Any Data Scientists or data analysts here?

EternalBlizzard · Jan 29, 2017

Crow said:
hi i'm a data analyst, who woulda thunk

i work with qlikview and R professionally

Is Python still considered a good language in this field or does R dominates now or maybe it depends on the type of work? Like the last time i checked there was all this python vs R hype on the net for data science. I think more and more people are flocking to R

Crow · Jan 29, 2017

EternalBlizzard said:
Is Python still considered a good language in this field or does R dominates now or maybe it depends on the type of work? Like the last time i checked there was all this python vs R hype on the net for data science. I think more and more people are flocking to R

R is taught in most data science courses so people end up using R more, but i know of consulting companies that still use python, so.

bababango · Jan 30, 2017

as far as i see the data science is going to be the hotest in upcoming years atleast next 10 years reasonably as per the facts and current working going through this emerging field and indians are already far ahead in this field i.e called analytics or a sub branch of data science,

most practical usage currently and in future are as follows which might help full

1, as crow said , used for machine learning --> Ai domain usage of domain will be imaginably in each and every field to come in upcoming next 10 years insha Allah

2, Health analytics --- data ware housing , AI , research , commercial usage
i belongs to this field now a days

2a, Meteorology or earth sciences data readings , analytics and conclusions , like weather prediction etc.

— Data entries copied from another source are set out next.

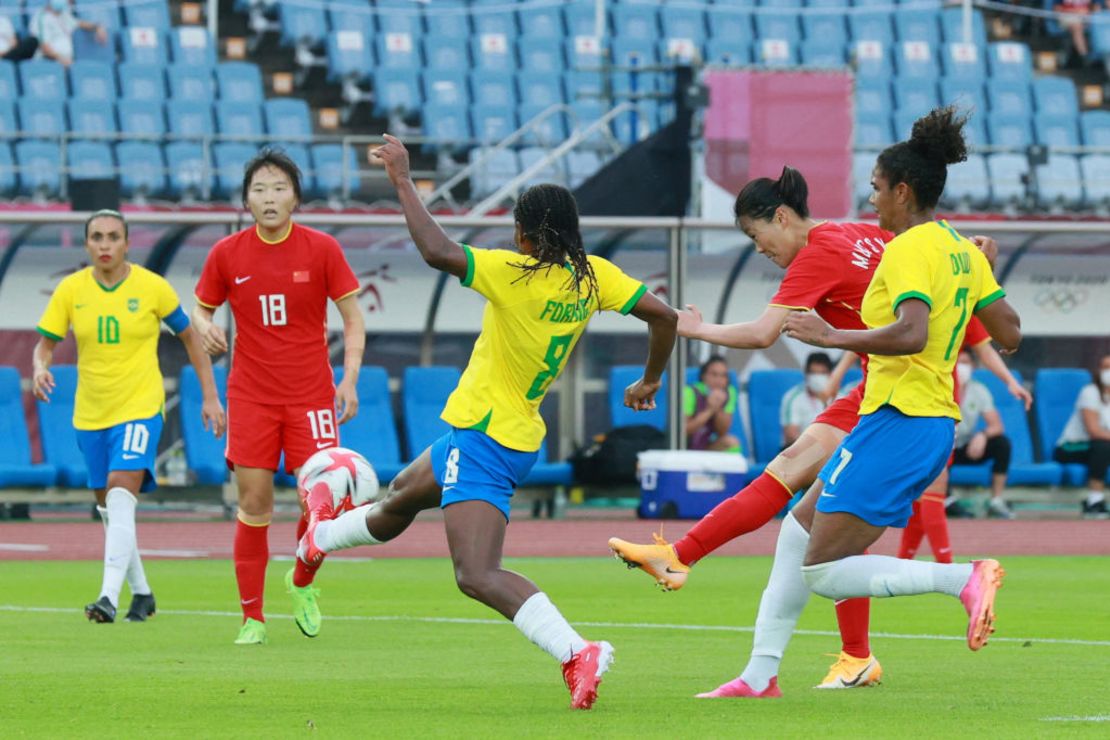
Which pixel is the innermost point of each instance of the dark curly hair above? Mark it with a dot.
(548, 218)
(760, 198)
(921, 162)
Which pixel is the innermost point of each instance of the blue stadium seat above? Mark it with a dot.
(1010, 60)
(90, 160)
(141, 118)
(1053, 93)
(230, 160)
(488, 88)
(288, 118)
(42, 118)
(1059, 183)
(1007, 179)
(56, 429)
(239, 81)
(621, 377)
(191, 44)
(190, 172)
(424, 393)
(42, 79)
(142, 169)
(16, 466)
(143, 46)
(92, 81)
(90, 118)
(141, 81)
(373, 432)
(236, 119)
(330, 169)
(1010, 97)
(766, 389)
(1056, 391)
(204, 452)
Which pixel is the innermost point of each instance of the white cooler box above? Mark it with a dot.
(687, 484)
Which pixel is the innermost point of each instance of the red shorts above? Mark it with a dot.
(258, 434)
(844, 413)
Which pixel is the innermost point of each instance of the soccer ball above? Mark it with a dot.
(349, 475)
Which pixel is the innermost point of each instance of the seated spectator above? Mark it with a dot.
(12, 47)
(709, 406)
(53, 26)
(1086, 439)
(975, 445)
(804, 402)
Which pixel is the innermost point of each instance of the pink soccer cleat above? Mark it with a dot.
(583, 672)
(978, 598)
(738, 689)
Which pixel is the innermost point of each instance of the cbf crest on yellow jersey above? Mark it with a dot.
(528, 330)
(117, 333)
(932, 263)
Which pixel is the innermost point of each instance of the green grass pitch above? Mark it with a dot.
(403, 654)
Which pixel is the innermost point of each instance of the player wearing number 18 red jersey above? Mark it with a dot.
(278, 276)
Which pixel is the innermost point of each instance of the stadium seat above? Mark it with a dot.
(92, 81)
(191, 82)
(16, 466)
(142, 169)
(141, 81)
(766, 389)
(239, 81)
(1056, 391)
(424, 393)
(204, 452)
(373, 432)
(57, 433)
(42, 79)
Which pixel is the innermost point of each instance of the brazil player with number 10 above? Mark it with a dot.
(278, 276)
(538, 301)
(115, 308)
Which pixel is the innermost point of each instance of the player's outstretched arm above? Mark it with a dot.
(757, 334)
(439, 250)
(662, 330)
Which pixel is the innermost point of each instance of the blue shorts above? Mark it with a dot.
(128, 446)
(470, 466)
(885, 464)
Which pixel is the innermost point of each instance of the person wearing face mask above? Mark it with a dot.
(53, 26)
(709, 406)
(976, 445)
(806, 401)
(1086, 439)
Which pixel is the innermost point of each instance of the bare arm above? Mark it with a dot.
(756, 334)
(437, 250)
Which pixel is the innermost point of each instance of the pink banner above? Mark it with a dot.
(759, 121)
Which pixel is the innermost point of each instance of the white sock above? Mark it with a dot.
(881, 576)
(119, 541)
(780, 606)
(541, 621)
(347, 530)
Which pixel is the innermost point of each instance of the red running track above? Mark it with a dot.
(83, 540)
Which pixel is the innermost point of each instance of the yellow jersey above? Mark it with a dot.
(117, 332)
(531, 323)
(932, 263)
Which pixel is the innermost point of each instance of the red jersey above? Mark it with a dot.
(279, 296)
(831, 272)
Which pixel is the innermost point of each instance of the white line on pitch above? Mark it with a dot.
(605, 625)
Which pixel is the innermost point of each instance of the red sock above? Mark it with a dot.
(303, 574)
(911, 535)
(854, 618)
(747, 510)
(936, 526)
(251, 554)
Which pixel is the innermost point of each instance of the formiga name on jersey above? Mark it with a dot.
(865, 249)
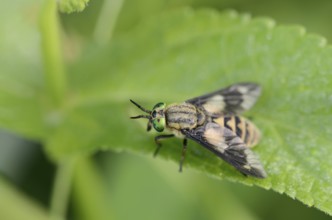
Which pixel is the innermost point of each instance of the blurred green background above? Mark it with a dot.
(125, 186)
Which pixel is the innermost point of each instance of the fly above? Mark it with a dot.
(213, 120)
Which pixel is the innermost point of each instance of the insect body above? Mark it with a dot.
(213, 121)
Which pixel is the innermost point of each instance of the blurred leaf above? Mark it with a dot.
(11, 200)
(20, 66)
(179, 55)
(69, 6)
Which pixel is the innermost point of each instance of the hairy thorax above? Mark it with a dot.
(183, 116)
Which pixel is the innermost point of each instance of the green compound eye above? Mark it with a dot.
(159, 106)
(159, 124)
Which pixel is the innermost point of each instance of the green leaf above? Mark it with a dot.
(70, 6)
(11, 199)
(185, 53)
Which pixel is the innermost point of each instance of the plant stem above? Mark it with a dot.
(51, 52)
(61, 190)
(107, 20)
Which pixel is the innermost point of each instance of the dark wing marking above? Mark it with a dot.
(227, 145)
(232, 100)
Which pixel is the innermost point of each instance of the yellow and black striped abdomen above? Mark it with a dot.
(242, 127)
(181, 116)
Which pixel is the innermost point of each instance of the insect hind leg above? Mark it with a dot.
(159, 137)
(184, 149)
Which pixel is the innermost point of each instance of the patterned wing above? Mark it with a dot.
(232, 100)
(227, 145)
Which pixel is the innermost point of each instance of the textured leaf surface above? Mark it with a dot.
(187, 53)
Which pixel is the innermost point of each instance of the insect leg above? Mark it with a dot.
(159, 137)
(183, 153)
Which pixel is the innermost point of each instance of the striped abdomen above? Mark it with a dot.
(183, 116)
(242, 127)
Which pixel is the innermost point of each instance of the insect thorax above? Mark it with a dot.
(183, 116)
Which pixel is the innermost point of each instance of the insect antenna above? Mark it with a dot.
(141, 116)
(140, 107)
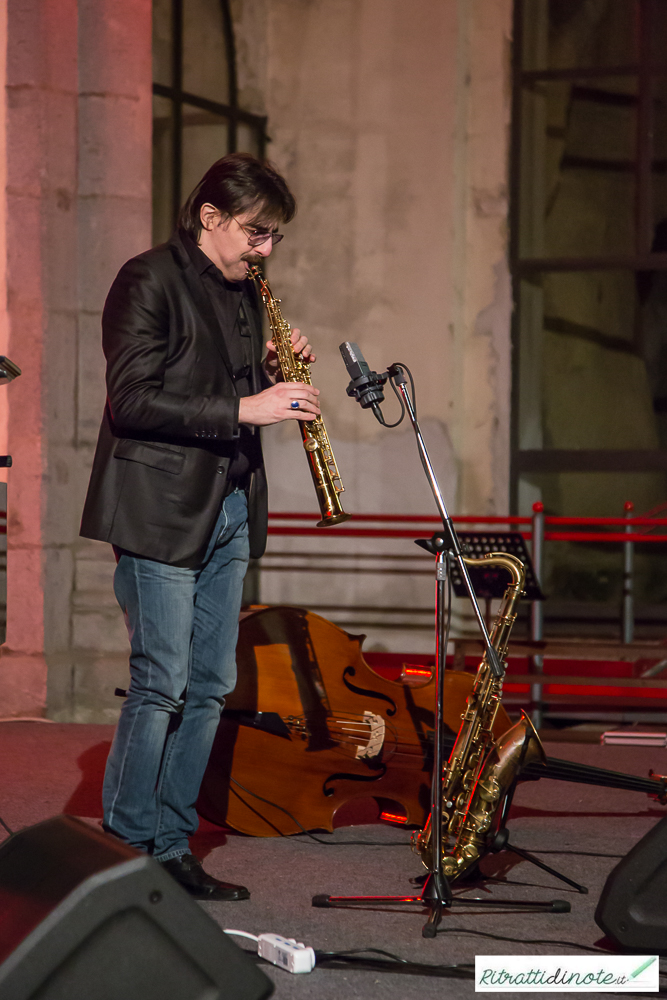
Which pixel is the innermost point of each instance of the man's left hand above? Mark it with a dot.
(300, 346)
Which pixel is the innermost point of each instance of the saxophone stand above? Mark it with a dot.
(436, 894)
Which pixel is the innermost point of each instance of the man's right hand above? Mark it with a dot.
(275, 404)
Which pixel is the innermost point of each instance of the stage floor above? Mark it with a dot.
(57, 768)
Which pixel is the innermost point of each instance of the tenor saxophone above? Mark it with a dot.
(481, 770)
(321, 461)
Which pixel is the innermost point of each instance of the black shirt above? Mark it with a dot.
(231, 305)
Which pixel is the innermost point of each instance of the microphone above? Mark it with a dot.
(365, 385)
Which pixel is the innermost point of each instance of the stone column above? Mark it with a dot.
(41, 130)
(114, 224)
(78, 85)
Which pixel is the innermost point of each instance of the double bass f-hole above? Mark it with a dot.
(351, 672)
(380, 769)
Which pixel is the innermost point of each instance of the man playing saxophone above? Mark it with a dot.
(178, 489)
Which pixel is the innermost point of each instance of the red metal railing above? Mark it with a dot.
(357, 530)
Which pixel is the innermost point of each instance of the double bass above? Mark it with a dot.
(311, 727)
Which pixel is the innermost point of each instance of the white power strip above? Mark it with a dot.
(286, 953)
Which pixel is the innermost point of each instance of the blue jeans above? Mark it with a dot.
(183, 627)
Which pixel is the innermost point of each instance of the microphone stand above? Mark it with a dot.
(436, 894)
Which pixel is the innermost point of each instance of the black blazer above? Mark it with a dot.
(171, 417)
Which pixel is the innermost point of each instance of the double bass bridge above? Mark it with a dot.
(360, 736)
(375, 742)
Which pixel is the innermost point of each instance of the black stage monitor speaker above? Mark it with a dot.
(84, 917)
(632, 910)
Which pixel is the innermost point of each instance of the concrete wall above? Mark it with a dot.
(390, 121)
(77, 204)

3, social media data science ware housing , storage getting more and more high density content reached to 8k compare it to time when high definitions movies of 720p or around 600 mb and now the blue rays movies are reaching to around 10 gbs

4, Financial analytics ( my previous field ) banking specially its used to predict P&L , trends , risk indicators

5, Scientific application and researches. ( very hot subject ) and usually you can find in western universities very much these days.

R language is the one which most data analyst use to process huge data analysis along with other languages , other options are olap cubes ,

hope it may be beneficial for some although very limited and basic coverage of data science

rgds

r3aper · Jan 30, 2017

Crow said:
@r3aper, if you want a job as a data analyst, and you know even a rudimentary bit about data analytics, feel free to send me your CV. my team has everyone from CS, engineering, to economics and finance grads.

Hah who would have thought that this post will raise you from the dead

I am very sure, your inbox would be flooded with CVs by now. Thats a thing I too learned the hard way.

If you ask me, I don't know much about data analytics besides MS excel, but I have taken up a course on coursera and it will give me a intermediate understanding about data science, including working with large data sets, cleaning it up making use of it to extract reproducible information all along with a good understanding of R programming, Markdown, R Mardown along with a crash course on Statistical Inference (an elective course I took in my bachelors). Though I haven't been able to pick up the pace of learning but within this month (feb) I plan on understanding R at an intermediate level.

I am very much looking forward to find a job which gives me practical ground where I can learn about data science. I am actually a finance grad/masters and I would be very much willing to speak with you personally and discuss a few things as I have a lot to ask.

Crow · Feb 1, 2017

r3aper said:
Hah who would have thought that this post will raise you from the dead

haha total coincidence tbh

i responded to your PM but i'm not sure if you got it. can't see it in my sent items.

Edifier · Feb 2, 2017

r3aper said:
If you ask me, I don't know much about data analytics besides MS excel, but I have taken up a course on coursera and it will give me a intermediate understanding about data science, including working with large data sets, cleaning it up making use of it to extract reproducible information all along with a good understanding of R programming.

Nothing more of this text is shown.